At the age of just 20 he returned to Hannover and around 1900 achieved a sexually normal period when he seduced and married a large, pretty girl by the name of Erna Loewert. The engagement had the blessings of both sets of parents, who fervently hoped that the union would put an end to the young delinquent's reckless abandon. This was not to be the case, though, as Haarmann soon deserted the girl and their unborn child for military service.

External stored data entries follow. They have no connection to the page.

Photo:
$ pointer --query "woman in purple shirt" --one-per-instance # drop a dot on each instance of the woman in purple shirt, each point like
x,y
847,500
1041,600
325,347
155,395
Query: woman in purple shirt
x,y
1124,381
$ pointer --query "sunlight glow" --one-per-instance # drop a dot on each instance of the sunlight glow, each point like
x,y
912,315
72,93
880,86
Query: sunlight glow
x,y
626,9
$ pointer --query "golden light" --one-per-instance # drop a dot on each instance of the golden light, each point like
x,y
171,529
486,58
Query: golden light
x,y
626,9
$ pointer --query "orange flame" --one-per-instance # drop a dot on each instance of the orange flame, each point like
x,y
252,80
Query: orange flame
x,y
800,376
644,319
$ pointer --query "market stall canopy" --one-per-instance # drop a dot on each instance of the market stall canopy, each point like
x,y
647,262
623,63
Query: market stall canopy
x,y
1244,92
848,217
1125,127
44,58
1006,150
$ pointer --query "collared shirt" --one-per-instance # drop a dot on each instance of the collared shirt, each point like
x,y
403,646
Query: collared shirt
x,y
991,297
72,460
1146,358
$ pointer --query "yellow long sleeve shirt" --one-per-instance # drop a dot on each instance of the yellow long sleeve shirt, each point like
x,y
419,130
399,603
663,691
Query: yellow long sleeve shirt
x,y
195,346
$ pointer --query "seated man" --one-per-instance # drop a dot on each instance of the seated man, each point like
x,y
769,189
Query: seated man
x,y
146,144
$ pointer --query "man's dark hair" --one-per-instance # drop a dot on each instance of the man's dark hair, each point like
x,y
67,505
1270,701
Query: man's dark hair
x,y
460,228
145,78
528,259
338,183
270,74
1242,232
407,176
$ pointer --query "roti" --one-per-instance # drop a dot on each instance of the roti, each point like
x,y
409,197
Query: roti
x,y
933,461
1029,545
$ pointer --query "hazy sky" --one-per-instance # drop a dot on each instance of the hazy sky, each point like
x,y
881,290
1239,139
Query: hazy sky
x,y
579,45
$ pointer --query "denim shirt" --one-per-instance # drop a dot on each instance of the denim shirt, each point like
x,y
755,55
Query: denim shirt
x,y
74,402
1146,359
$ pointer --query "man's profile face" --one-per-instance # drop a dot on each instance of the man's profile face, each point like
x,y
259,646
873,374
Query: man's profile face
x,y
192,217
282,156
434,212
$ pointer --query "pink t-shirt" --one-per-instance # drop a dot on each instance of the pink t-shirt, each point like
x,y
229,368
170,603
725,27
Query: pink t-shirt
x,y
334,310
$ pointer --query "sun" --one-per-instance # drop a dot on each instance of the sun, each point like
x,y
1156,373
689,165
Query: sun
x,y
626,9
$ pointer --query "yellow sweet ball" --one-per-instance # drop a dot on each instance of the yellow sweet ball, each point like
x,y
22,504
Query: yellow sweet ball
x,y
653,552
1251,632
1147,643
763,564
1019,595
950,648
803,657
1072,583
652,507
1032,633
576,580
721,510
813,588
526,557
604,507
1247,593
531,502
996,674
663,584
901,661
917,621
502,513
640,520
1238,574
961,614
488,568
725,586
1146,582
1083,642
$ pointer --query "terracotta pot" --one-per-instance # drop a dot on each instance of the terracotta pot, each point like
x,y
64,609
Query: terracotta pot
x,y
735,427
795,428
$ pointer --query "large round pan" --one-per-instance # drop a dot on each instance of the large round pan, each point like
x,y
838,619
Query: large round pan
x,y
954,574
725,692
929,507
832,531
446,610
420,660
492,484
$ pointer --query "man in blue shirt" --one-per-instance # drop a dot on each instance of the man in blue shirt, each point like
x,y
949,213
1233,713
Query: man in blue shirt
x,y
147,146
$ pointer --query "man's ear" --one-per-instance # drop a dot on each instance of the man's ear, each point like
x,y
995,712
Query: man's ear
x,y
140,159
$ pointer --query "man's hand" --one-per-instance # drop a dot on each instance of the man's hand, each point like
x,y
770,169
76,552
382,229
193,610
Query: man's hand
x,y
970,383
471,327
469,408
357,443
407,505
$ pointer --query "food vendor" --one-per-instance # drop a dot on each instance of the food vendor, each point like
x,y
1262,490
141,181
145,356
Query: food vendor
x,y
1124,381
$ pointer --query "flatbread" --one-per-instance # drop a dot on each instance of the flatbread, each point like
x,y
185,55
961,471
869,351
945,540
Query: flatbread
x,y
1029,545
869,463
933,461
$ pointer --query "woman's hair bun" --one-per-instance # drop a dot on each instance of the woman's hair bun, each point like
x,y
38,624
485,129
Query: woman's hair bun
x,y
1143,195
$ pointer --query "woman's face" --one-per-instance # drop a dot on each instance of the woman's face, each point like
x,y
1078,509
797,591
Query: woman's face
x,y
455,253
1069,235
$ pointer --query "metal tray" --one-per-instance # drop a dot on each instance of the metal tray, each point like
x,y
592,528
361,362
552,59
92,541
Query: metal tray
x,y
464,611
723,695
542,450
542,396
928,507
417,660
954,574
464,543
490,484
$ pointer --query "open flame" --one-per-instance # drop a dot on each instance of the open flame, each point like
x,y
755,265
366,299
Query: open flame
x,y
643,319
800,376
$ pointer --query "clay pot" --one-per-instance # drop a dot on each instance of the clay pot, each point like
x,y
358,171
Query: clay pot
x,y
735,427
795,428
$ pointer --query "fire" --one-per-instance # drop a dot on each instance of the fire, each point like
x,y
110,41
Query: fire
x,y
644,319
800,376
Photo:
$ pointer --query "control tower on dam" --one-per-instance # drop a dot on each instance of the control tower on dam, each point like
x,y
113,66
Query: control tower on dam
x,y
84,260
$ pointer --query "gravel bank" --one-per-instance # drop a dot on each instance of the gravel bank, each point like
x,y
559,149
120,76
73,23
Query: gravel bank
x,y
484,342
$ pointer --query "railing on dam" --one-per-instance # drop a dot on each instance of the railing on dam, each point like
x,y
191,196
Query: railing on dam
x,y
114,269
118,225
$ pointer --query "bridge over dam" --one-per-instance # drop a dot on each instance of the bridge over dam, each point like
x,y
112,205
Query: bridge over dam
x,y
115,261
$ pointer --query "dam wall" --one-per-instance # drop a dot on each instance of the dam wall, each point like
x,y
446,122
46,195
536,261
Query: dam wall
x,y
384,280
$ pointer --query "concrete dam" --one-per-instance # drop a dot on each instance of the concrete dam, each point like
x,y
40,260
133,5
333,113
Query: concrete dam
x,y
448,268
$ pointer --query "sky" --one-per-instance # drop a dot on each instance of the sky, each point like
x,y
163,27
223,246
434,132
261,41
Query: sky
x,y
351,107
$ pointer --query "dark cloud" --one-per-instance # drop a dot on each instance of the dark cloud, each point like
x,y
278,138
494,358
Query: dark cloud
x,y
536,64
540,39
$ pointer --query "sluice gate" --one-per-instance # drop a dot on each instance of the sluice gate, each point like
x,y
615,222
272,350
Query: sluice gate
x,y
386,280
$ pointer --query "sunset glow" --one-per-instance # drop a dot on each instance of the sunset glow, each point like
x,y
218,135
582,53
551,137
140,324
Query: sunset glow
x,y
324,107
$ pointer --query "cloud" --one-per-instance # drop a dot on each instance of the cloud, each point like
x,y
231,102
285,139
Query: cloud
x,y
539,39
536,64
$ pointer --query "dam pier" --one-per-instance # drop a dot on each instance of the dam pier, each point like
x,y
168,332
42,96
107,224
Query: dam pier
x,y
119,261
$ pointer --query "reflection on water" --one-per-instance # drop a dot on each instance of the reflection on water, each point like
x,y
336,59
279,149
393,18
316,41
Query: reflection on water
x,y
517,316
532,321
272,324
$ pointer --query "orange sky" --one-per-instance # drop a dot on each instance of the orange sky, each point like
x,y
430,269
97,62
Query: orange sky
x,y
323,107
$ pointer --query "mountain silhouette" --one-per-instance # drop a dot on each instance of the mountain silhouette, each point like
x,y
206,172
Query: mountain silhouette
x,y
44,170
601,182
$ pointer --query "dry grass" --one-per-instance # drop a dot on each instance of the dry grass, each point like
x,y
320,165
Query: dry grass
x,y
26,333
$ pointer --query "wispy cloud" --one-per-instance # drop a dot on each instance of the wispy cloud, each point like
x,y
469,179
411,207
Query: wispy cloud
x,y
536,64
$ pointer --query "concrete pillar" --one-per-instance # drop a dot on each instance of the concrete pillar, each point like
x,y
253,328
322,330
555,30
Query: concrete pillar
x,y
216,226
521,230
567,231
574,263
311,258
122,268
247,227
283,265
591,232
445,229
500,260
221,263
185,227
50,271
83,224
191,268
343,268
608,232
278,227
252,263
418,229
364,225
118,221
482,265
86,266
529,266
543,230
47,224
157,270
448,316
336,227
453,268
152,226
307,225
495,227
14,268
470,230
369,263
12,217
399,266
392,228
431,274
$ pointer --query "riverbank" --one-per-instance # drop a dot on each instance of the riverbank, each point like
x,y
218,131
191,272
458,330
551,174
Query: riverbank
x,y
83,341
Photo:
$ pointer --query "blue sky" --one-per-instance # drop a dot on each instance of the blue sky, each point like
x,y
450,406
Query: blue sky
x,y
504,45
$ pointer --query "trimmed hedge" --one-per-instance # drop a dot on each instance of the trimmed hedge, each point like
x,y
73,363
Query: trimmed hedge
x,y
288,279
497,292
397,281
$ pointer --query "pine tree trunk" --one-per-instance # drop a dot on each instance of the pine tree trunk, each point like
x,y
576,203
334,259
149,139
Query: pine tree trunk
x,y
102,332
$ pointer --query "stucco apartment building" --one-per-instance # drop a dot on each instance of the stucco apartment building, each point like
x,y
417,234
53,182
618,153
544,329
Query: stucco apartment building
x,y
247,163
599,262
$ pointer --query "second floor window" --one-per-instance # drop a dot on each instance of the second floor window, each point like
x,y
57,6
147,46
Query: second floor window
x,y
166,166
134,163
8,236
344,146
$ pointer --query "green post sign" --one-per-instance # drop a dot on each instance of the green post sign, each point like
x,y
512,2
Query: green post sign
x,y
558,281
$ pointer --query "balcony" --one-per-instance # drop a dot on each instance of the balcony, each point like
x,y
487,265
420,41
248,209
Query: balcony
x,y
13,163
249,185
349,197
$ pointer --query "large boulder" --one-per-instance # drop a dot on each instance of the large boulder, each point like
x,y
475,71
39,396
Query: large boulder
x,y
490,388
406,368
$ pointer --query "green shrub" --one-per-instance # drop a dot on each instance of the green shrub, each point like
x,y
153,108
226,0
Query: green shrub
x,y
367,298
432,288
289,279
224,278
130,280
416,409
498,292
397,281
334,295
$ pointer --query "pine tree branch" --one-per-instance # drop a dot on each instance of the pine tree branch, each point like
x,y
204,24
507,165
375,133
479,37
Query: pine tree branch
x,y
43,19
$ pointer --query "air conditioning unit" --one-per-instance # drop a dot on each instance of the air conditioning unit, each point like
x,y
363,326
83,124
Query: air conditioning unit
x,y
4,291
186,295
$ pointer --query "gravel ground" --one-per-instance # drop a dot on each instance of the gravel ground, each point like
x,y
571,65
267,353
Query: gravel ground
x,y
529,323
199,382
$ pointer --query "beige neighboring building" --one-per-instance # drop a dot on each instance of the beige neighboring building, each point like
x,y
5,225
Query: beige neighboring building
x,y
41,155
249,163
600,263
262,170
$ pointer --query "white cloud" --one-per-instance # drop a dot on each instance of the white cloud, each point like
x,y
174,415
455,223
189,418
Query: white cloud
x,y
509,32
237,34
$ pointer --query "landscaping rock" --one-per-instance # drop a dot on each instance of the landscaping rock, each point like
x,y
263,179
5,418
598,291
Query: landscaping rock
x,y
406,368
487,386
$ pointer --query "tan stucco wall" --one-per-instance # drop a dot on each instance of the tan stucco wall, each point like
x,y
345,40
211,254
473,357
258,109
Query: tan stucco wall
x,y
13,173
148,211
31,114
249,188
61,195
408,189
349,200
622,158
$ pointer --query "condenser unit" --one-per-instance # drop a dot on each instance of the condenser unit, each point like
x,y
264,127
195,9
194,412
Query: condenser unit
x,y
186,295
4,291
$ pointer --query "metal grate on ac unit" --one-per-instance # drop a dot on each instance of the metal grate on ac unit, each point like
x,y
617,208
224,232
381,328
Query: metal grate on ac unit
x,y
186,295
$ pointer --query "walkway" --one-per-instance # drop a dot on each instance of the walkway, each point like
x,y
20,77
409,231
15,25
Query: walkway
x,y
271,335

He settled well into army life and, like the killer William Burke before him, became an excellent soldier; "full of obedience and esprit de corps." Haarmann was later to refer to this time as "the happiest of his life." A year went past with no incident until, in October 1901, Haarmann collapsed during a company exercise and was admitted to the military hospital for four months. It was diagnosed that the soldier had a mental deficiency and was deemed "unsuitable for use in community service."

Once again, Fritz was sent back to his quarrelsome family and resumed his life-long battle with his father. 'Old Haarmann' attempted to have him committed to an asylum, but the town doctor regarded him as merely "morally inferior" and, at the ripe old age of 24, Fritz Haarmann was released into society.

Numerous burglaries and confidence scams soon became a feature of Haarmann's life and, after 1904, he spent one third of the following 20 years either in custody or in prison. In 1914 he was sentenced to five years in jail for theft from a warehouse. Released in 1918, he joined a smuggling ring and conducted a prosperous business as a smuggler, thief and police spy (the latter activity guaranteed that his activities were not too closely scrutinized.) For a man supposedly struggling with sanity, Haarmann showed impressive signs of preparation and calculation in his crimes. The sexual offences also continued, although he was rarely convicted of such misdemeanors as the partners were too ashamed to report him to the police.

Upon release from prison in April 1918 Haarmann surfaced briefly in Berlin and then again in Hannover. The murders soon began.